On 12/11/2008 07:58 AM, Catherine Hughes wrote:

Hi

I am a PhD student and a statistics novice. I would very much appreciate your advice regarding my approach to using Amelia. I have administered 4 research instruments to 218 study participants. The instruments and number of items in each is as follows:

CDI – 36 items

SDQII - 66 items

Parental Bonding Instrument (PBI) – 25 items for Female Parent form and 25 items for Male Parent Form

“I am … Test” – yields a single score for each subject.

Out of the total sample of 218, only 140 (64.22%) of the total sample provided complete information across all research questionnaires. The proportion of cases with missing data is consistent with King, Honaker, Joseph, & Scheve’s (2001) estimate that on average one third of cases in a data set will have missing values. To preserve as many cases as possible I want to use Amelia II to multiply impute missing values.

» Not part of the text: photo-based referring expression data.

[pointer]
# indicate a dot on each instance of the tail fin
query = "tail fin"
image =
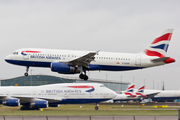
(160, 45)
(130, 90)
(141, 91)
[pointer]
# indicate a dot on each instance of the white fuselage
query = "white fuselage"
(67, 93)
(164, 95)
(103, 60)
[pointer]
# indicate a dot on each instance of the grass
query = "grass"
(88, 110)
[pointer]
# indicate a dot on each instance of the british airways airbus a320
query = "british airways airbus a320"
(72, 61)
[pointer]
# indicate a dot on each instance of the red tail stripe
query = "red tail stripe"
(81, 87)
(165, 37)
(131, 87)
(153, 53)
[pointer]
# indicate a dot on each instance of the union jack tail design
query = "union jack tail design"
(141, 91)
(160, 45)
(130, 90)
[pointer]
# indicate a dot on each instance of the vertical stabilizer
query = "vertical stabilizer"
(160, 45)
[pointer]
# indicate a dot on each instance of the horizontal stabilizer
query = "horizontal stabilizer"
(160, 59)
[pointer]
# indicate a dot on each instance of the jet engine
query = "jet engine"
(63, 68)
(11, 102)
(40, 104)
(53, 105)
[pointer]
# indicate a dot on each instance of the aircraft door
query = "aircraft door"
(34, 93)
(90, 94)
(138, 60)
(25, 56)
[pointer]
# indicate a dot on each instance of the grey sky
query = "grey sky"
(106, 25)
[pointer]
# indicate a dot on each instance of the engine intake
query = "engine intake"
(53, 105)
(11, 102)
(63, 68)
(40, 104)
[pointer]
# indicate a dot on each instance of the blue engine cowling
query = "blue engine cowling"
(53, 105)
(63, 68)
(11, 102)
(40, 104)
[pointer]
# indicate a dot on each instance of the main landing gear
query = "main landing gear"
(97, 106)
(83, 76)
(28, 108)
(27, 69)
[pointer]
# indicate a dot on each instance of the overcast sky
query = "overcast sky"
(105, 25)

Initially this is what I did:

1.       Data were not MCAR, but MAR assumption appeared to hold, therefore Amelia II seemed promising.

2.       When all items of the CDI, PBI, SDQ, and “I am …” Test were combined into one large data set, the number of cases or observations (n = 218) was only slightly greater than the number of variables in the combined data set. Even a ridge prior of 11 (5.05% of 218) was found to be insufficient to estimate the imputations. Following the failure Amelia II to estimate the imputations with the implementation of a moderate ridge prior, the CDI data set, the PBI data set, and the SDQII data set were submitted to Amelia separately. This ensured that the number of observations was adequate for the number of imputations to be estimated by Amelia II. For each of the CDI, SDQ, PBI Mother Form and PBI Father Form, this preserved all cases except where the participant did not provide any data whatsoever for the questionnaire concerned.  The resulting 5 data sets for each instrument were produced. The “I am Test” could not be submitted to AmeIia II for multiple imputation of missing values because the test yields only one score (the %S score which is the % of Collectivist responses based on content analysis of answers provided by the participant).

right. its not only that the number of variables is approximately equal to the number of cases, but the number of parameters in your original run (p*(1-p)/3, where p=num of vars) is much larger than the number of observations. so you need to cut down on the variables. if you need to cut more, cut down to the variables you actually use (or which can predict the missingness) rather than the whole data set.

3. I calculated scale scores for each of the instruments, involving each of the 5 datasets produced by Amelia II for each instrument. The scale scores were to be used for multiple regression analysis.

My new problem is that where study participants did not complete any of the items in an instrument, Amelia II inserted NA in the entire row. This means that there are still missing values in the data set comprised of scale scores that I wish to analyse using multiple regression.

if the observations are independent and you know nothing about some people, then only magic would enable you to impute anything other than NAs. so if you know something about these folks, code them up as variables.

Another approach I had in mind is to:

1. Before submitting the instruments to Amelia II, calculate scale scores for all instruments, except for cases that have skipped items and therefore have missing values on one or more items in a scale.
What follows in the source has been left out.